Würde mich freuen, wenn Sie das ausführen könnten. (Beliebtes Mittel von Verschwörungstheoretikern ist ja gerade, auf "dunkle Machenschaften" zu verweisen und die ominösen "Mächte".)
Die Einladung war keinesfalls unnötig, sondern streitbar. Aber eine lustvolle, auch intelligente und bereichernde. Das zu sehen fällt freilich schwer, wenn man selbst keinen Zugang zu solchen Inszenierungen findet. Wie wäre es, einfach anzuerkennen, dass sich die Jury hier mit guten Gründen für eine sehr gute Inszenierung entschieden hat, die auch ihre Gegner findet.
Ich bin gern bereit, Ihren Verschwörungsandeutungen Gehört zu schenken, wenn Sie etwas konkreter würden statt es bei einem vieldeutigen und wenigsagenden "fast zwangsläufig" zu belassen.
Letzte Frage: Was wäre Ihre Auswahl aus der Longlist gewesen? Und darüber hinaus?
PS: Ich bin übrigens der Überzeugung, dass "Ohne Titel" eine "Fehl"-Einladung ist. Das kann ich gern ausführen. Bald, so hoffe ich.

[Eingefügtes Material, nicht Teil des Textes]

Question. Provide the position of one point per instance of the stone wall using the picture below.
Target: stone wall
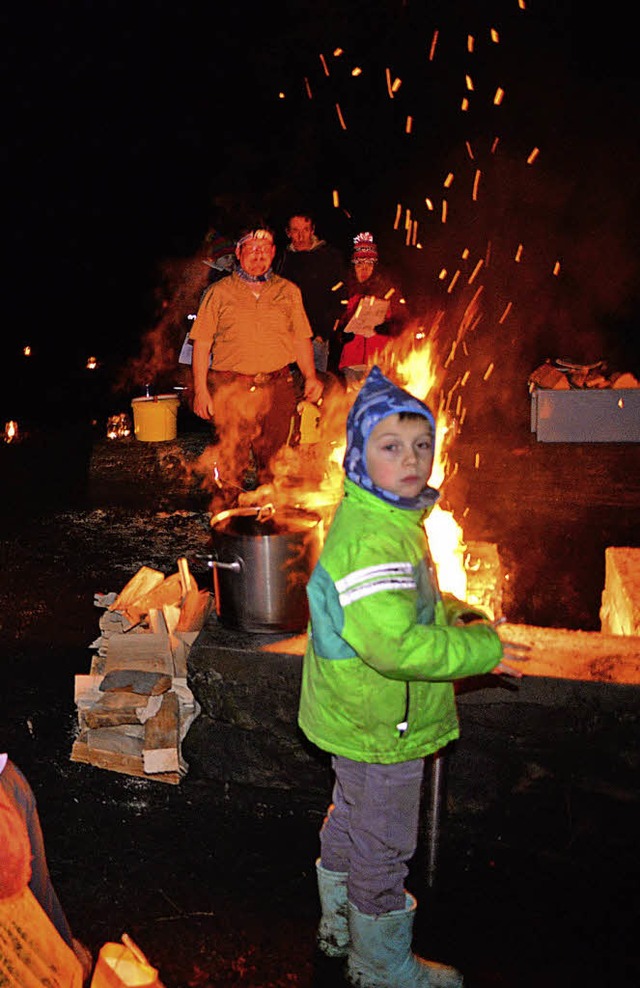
(538, 733)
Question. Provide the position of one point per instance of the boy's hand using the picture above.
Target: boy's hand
(511, 652)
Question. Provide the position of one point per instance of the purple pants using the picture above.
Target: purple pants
(371, 830)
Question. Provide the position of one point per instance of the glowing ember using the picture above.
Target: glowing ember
(11, 432)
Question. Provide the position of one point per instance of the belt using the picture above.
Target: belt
(251, 379)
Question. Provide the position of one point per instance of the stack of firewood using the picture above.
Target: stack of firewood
(135, 708)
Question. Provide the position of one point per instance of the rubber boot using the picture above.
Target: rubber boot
(380, 955)
(333, 929)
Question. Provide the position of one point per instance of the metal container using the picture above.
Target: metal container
(262, 561)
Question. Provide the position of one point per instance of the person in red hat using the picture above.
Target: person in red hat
(375, 310)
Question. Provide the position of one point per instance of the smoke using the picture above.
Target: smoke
(180, 285)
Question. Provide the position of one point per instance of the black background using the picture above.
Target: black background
(129, 129)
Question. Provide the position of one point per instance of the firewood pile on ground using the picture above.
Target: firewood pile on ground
(134, 707)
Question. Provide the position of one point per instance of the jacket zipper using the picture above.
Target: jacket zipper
(404, 723)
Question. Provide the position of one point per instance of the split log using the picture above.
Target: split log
(138, 586)
(161, 747)
(167, 592)
(143, 649)
(135, 681)
(188, 582)
(196, 608)
(588, 655)
(115, 710)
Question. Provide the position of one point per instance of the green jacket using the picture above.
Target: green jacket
(382, 655)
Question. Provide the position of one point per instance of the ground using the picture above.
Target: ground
(215, 884)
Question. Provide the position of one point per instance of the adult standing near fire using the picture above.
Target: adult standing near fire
(383, 651)
(250, 329)
(371, 288)
(319, 271)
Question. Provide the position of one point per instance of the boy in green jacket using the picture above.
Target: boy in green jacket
(384, 648)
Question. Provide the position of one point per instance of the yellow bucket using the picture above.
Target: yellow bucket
(155, 419)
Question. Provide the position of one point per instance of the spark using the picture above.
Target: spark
(472, 276)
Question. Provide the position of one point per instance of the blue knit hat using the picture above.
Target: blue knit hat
(379, 397)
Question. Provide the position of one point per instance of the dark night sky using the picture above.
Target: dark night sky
(126, 125)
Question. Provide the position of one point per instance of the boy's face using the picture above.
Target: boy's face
(400, 454)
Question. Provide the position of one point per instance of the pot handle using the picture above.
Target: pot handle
(235, 566)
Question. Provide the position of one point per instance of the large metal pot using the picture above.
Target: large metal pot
(262, 560)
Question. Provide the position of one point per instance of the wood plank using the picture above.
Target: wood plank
(587, 655)
(139, 649)
(118, 762)
(161, 746)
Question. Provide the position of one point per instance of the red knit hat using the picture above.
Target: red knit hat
(15, 850)
(364, 248)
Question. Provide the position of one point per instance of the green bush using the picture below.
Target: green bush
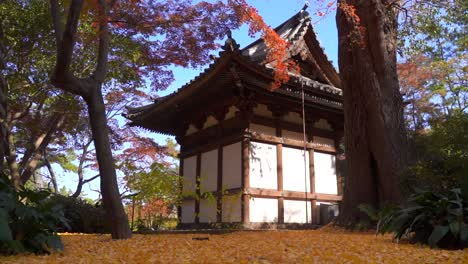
(83, 217)
(27, 222)
(437, 219)
(440, 156)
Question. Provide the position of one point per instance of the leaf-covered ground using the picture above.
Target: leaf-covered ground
(311, 246)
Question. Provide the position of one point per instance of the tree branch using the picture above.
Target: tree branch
(65, 38)
(101, 68)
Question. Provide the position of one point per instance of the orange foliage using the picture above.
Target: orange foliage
(277, 47)
(311, 246)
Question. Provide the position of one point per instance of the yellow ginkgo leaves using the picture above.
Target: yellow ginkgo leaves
(310, 246)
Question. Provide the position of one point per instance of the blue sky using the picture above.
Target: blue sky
(274, 12)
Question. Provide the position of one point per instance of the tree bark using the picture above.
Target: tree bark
(3, 100)
(109, 187)
(375, 138)
(53, 179)
(90, 90)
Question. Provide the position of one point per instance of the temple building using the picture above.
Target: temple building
(243, 157)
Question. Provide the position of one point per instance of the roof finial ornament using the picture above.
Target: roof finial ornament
(230, 44)
(306, 5)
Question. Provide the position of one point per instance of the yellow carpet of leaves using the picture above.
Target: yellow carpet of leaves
(310, 246)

Das sei Ihnen unbenommen. Worum es mir ging - und ich gebe zu, dass mir die Rezension ungewöhnlich schwergefallen ist - war auszudrücken, dass das was dieses Theater anstellt, auch mit dem Zuschauer, jenseits der üblichen Instrumenteebenen - Text, Bühnenbild, Darstellung, etc. abläuft, dass es nichts sagt oder zeigt, sondern den Zuschauer einlädt, eine Erfahrung zu machen, die jene reflektiert, der sich die Figuren ausgesetzt sehen. Ich fühlte mich als Zuschauer in eine andere Welt- und Zeiterfahrung versetzt, die erstmal primär keine inhaltliche oder gar sprachliche Ebene hatte, sondern, in erster Linie meine eigene war. Und hier sehe ich auch die Unterscheidung zwischen Gesellschaftsbeschreibung und individuelle Welterfahrung. Die automatische Verbindung, die Sie offenbar sehen, erkenne ich nicht. Und dass sich das sprachlich kaum beschreiben lässt, liegt m.E. in der Natur der Sache.
Ich schrieb, man muss kein Verschwörungstheoretiker sein, schließe also eine Verschwörung der Jury explizit aus. Das haben Sie falsch verstanden. Was ich meine, ist, wie auch bemerkt, mit etwas Fantasie an der Liste abzulesen.
Hier ist eine durchaus gerechtfertigte Ballung von Münchner Inszenierungen zu erkennen. Ich habe bis auf „Fegefeuer“ (heute noch) alles gesehen. Dagegen stehen zahlreiche Inszenierungen aus Berlin, die definitiv alle schwächer sind. Noch eine Münchner auszuwählen, wäre vermutlich nicht gegangen. So hat man unter den Berlinern, und da gebe ich Ihnen recht, eine Alibi-Veranstaltung ausgewählt. Vermutlich wäre die Münchner Inszenierung von „Onkel Wanja“ interessanter gewesen. Karin Henkel hatte man aber schon (auch eine nicht unbedingt stimmige Entscheidung). Da Stuttgart nur noch mit einer Rimini-Produktion in der Auswahl war, hat es Borgmann sozusagen dem Proporz zu verdanken, und natürlich der Kurzsichtigkeit der Jury, was mögliche Alternativen betrifft.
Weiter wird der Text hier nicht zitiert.